Минина сняли с телеги и переложили на носилки. Санитар и трое казаков из охранения с усилием подняли могучего ротмистра и понесли в госпиталь. Зетлинг шел рядом. Варя нежно взяла правую ладонь Минина.
– Пульс слабый, но ровный. Вы не беспокойтесь, Дмитрий Родионович, мы его поставим на ноги. Какие у него сильные, красивые руки! Наш богатырь! – тараторила она, пробираясь по заполненному людьми коридору. – О, что это? Какое красивое кольцо! Дмитрий Родионович, возьмите его себе, а то, знаете ли, у нас в госпитале всякое бывает, могут и украсть.
– Нет, – Зетлинг отрицательно покачал головой. – Это его талисман, его не украдут. Вы только будьте рядом.
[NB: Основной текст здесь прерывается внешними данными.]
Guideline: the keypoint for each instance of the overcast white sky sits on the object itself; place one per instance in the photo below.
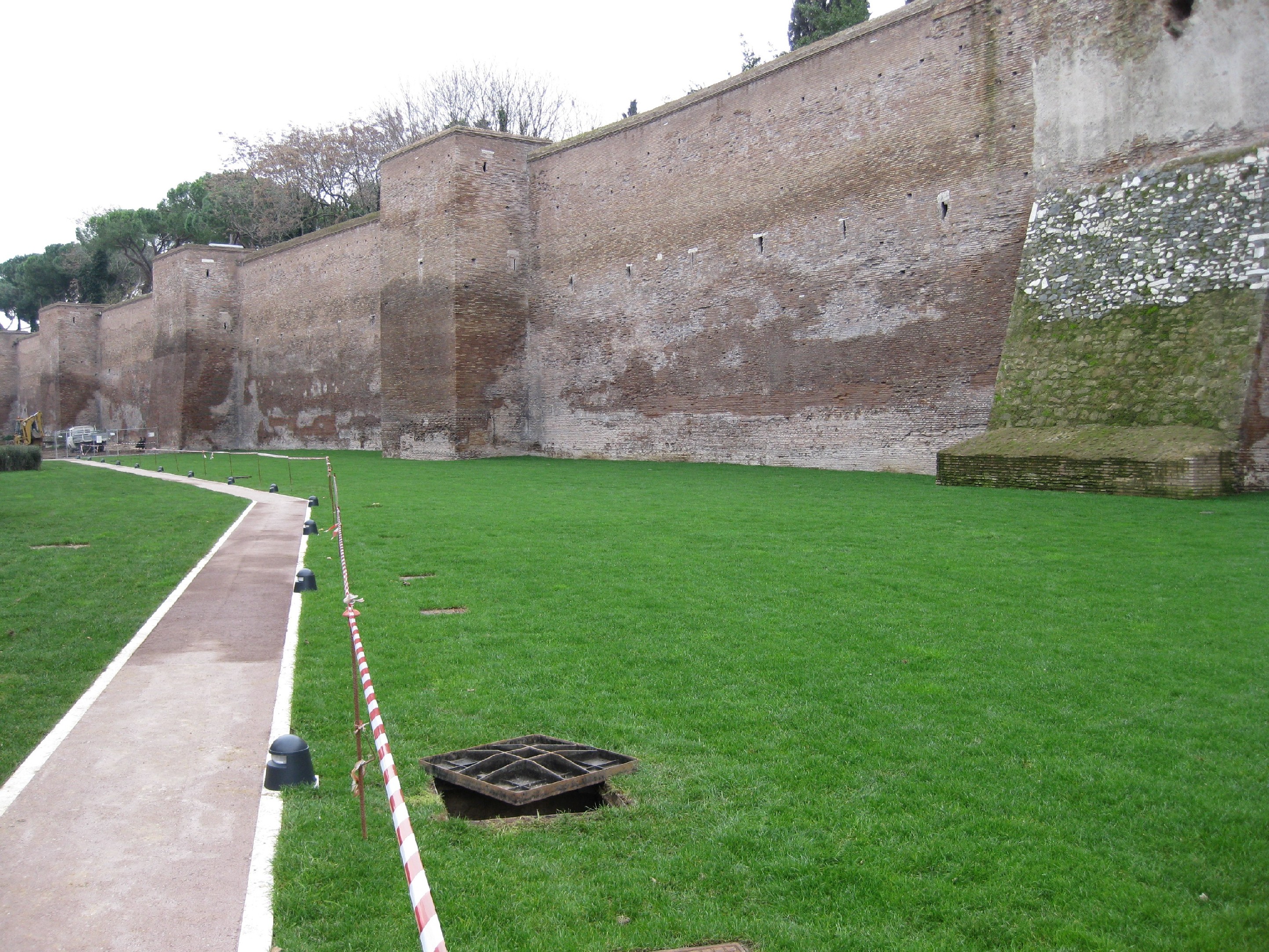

– Конечно, не тревожьтесь, я позабочусь об Александре Евгеньевиче. Непременно!
Минина занесли в палату и уложили на заранее убранную койку. Доктор, щурясь и что-то бормоча под нос, занялся раной. Зетлинг попрощался с Верой, пообещал зайти на другой день и ушел.
II
Прошло три дня. В Новочеркасске стояло морозное солнечное утро 25 декабря 1919 года. Улицы были пустынны. Под ногами редких прохожих звонко хрустел снег. В городе царила невиданная тишина. Ослепительный блеск солнца и искрящаяся белизна степи манили выйти во двор и на санях понестись по чистой и морозной дороге.